But that is still not your instantaneous speed. If you had an old-style speedometer, it might work by spinning a centrifugal lever at the same rate as the drive shaft. The lever would be attached to a spring. The degree to which the lever stretched the spring would be an instantaneous measure of your speed. In this case, by using a mechanical trick, we avoided having to take a limit. But the centrifugal mechanism does, in it's own way, determine the limit of distance traveled divided by elapsed time as elaped time goes toward zero. And that is, in fact, the definition of instantaneous speed.

At any time, t, during your trip, there is a number, x, which represents how far you have traveled up to that moment. So we have a function of time, x(t), that represents your distance traveled. At any moment, t, we also have your instantaneous speed, v(t), assuming you have a suitable way of measuring it. It is true that:

                   x(t + h) - x(t)
  v(t)  =   lim    ---------------                              eq. 4.0-14
          h --> 0         h

What 4.0-14 means is, "find the distance between where you are now and where you'll be in a short time, h, from now. Divide that by the time that elapses until then, which is also h. Your instantaneous speed, right now, is the limit of that quotient as the elapsed time, h, goes toward zero." And so, the instantaneous speed is derived from what your position is at various times. That is why speed (or more properly, velocity) is the time derivative of position, or more commonly, the derivative of position with respect to time.

4.1 The Main Pillar of the Temple

In the last section we saw two examples of deriving a function from another function. In both cases we used the same recipe. The recipe is this:

If you have a function, f(x), and you want to find the value of the derived function at x, then find both f(x) and f of a nearby point, x + h, take the difference of those two values, and divide that by h. When you take the limit of that quotient (which is commonly called the divided difference) as h (which is the distance between x and the point that is nearby) goes toward zero, you have the derived function.

That is what we did to find the grade of the wall that the animals built. We knew the height of the wall at any point. Each animal used the divided difference (his change in altitude divided by his horizontal step size) to determine his own perception of the wall's grade. We used smaller and smaller animals to see what happens as their horizontal step size goes toward zero. And we saw that a limit exists. That limit was the derived function that gave us the exact grade at an exact point on the wall. We derived it from the function that gives us the height of the wall.

That is what we did also to determine instantaneous speed. We took the difference between where we are now and where we will be in a little while, and we divided that by the time elapsed over that little while. As the little while goes toward zero, we found that there was a limit, and that limit is the instantaneous speed. We derived the speed function from the function that gives us position as a function of time.
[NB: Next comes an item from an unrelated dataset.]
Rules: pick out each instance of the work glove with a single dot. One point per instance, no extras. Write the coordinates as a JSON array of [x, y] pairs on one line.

So here is the main idea: Take real function of a real variable, f(x). Form the divided difference of f(x):

    f(x + h) - f(x)
    ---------------                                              eq. 4.1-1
           h

In other words, take the difference between what the function is at x and what it is a short distance, h, from x, then divide by the short distance, h. If you take the limit as h goes toward zero, and that limit exists, then you have the derived function's value at x. The derived function is called the derivative.

The concept of taking this limit of the divided difference to find the derivative is so commonly used in mathematics that we have special notations for it. If f(x) is a function and we find the limit of the divided difference exists over some domain, then we can express the derivative of f(x) as either f'(x) or as

   df
   --
   dx

The first notation is due to Isaac Newton. You can see a brief biograpy of Isaac Newton by clicking here. The second is due to Gottfried Leibniz, who wanted to show that the derivative was a quotient of the differential in the function, f, divided by the differential in x. Leibniz imagined that the difference in both the numerator and in the denominator of 4.1-1 had an infinitesimal existence even as they both went to zero. He coined the term, differential, to describe such infinitesimal quantities. You can see a brief biography of Gottfried Leibniz by clicking here. Today both notations are in common use. Yet another notation you might see in some books would have a dot above the function name (which in this case is f) instead of the tick mark just to its right.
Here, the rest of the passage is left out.